Australian policeman acquitted of murdering Aboriginal teenager

Constable Zachary Rolfe pictured with a union representative outside court
Constable Zachary Rolfe (right)

An Australian policeman has been found not guilty of murdering an Aboriginal teenager, after a case that sparked nationwide protests.

Constable Zachary Rolfe fatally shot 19-year-old Kumanjayi Walker while trying to arrest him in a remote Northern Territory (NT) town in 2019. Constable Rolfe, now 30, argued he was acting to protect himself and a fellow officer at the time.

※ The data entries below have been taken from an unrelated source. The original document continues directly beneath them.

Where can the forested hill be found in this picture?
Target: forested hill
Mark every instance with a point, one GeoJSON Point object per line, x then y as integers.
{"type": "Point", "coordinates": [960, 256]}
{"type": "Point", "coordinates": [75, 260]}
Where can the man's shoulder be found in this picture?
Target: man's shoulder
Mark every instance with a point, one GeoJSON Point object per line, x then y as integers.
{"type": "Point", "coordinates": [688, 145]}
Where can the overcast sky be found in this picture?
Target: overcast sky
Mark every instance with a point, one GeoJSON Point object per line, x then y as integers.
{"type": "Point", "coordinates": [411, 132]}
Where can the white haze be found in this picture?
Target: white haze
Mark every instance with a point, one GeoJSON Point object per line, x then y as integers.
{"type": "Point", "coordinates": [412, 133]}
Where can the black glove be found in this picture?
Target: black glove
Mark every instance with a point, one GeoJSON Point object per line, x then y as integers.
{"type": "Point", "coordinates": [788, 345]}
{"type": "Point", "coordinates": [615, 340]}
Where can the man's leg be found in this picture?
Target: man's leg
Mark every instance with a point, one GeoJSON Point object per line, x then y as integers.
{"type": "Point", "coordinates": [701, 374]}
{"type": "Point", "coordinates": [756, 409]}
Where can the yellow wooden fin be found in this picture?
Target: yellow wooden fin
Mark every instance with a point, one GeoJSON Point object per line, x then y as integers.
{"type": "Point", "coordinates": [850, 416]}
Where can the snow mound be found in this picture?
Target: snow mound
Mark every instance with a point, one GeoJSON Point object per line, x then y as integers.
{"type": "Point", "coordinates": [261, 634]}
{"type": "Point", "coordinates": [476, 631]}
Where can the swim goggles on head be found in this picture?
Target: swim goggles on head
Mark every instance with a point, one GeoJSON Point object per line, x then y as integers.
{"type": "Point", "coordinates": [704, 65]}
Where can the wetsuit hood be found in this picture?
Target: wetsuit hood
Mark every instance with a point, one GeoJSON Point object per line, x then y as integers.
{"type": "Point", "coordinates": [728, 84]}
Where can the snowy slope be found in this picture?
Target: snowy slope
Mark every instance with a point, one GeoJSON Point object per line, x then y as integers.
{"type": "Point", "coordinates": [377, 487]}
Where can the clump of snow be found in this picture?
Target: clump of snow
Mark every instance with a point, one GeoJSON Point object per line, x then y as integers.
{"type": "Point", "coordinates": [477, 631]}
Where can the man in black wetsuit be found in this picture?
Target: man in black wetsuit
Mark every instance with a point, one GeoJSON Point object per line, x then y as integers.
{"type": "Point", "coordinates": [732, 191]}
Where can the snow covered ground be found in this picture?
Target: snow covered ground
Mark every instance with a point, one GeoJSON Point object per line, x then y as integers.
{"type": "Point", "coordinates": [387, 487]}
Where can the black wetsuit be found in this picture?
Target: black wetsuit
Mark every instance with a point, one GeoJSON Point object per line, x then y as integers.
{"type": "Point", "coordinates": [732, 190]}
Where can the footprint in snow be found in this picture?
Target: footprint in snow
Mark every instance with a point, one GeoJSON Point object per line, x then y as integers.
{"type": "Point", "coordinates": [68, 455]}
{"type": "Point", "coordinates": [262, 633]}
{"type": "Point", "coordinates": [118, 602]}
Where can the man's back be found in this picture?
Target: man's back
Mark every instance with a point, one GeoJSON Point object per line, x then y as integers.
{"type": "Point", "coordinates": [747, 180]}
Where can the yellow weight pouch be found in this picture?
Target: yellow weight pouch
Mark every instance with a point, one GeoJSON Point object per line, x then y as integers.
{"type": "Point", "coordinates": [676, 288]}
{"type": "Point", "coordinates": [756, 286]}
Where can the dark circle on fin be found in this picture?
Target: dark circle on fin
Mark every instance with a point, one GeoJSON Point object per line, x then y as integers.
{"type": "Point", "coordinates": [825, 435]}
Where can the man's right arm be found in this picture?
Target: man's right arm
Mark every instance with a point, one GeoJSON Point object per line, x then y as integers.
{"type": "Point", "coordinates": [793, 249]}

A jury took seven hours to acquit him of murder and two manslaughter charges. After the verdict on Friday, Constable Rolfe said: “A lot of people are hurting today – Kumanjayi Walker’s family and his community. “I’m going to leave this space for them,” he told reporters outside the Supreme Court of the Northern Territory.

Mr Walker died in Yuendumu, a majority Aboriginal community located 300km (190 miles) from Alice Springs. On Friday, a senior elder from his Warlpiri people called the verdict “not a very happy day”.

“I’ll just say, when are we going to get justice? When?” said Ned Jampijinpa Hargraves. “No guns – no guns in our own remote community. We don’t want no guns. Enough is enough.”

Since November 2019, Mr Walker’s death has also become a national symbol for long-standing grievances by Aboriginal people towards police. The five-week trial heard that Constable Rolfe and Constable Adam Eberl had gone to arrest Mr Walker after he had breached a court order and later threatened officers with an axe.

But within a minute of entering a Yuendumu house, they became involved in a struggle with him. After Mr Walker stabbed Constable Rolfe in the shoulder with scissors, the policeman fired his first shot. Mr Walker was upright and struggling with Constable Eberl at the time.

The court heard single shots were fired 2.6 and 3.1 seconds later as Constable Eberl tried to restrain the teenager on the ground. Prosecutors agreed the initial shot was justified, but argued Mr Walker did not pose a threat when the others were fired. Lawyers for Constable Rolfe argued he had remained in fear for his colleague’s life.

Protesters leave red handprints on the columns outside the South Australia Parliament on 13 November
A protest outside a state parliament in South Australia in 2019

Mr Walker’s death led to much anger, with crowds converging on the Yuendumu police station and authorities calling for calm. At the time, NT Chief Minister Michael Gunner said he acknowledged the Yuendemu community – 85% of whom identify as Indigenous – was “hurting and grieving”.

Officials classified Mr Walker’s death as a “death in custody”. In 1991, Australia conducted a royal commission – its highest form of inquiry, into Aboriginal deaths in custody. But critics point out hundreds of Indigenous people have died in custody since then, arguing that recent reviews have been misleading and not enough is being done to address the issue.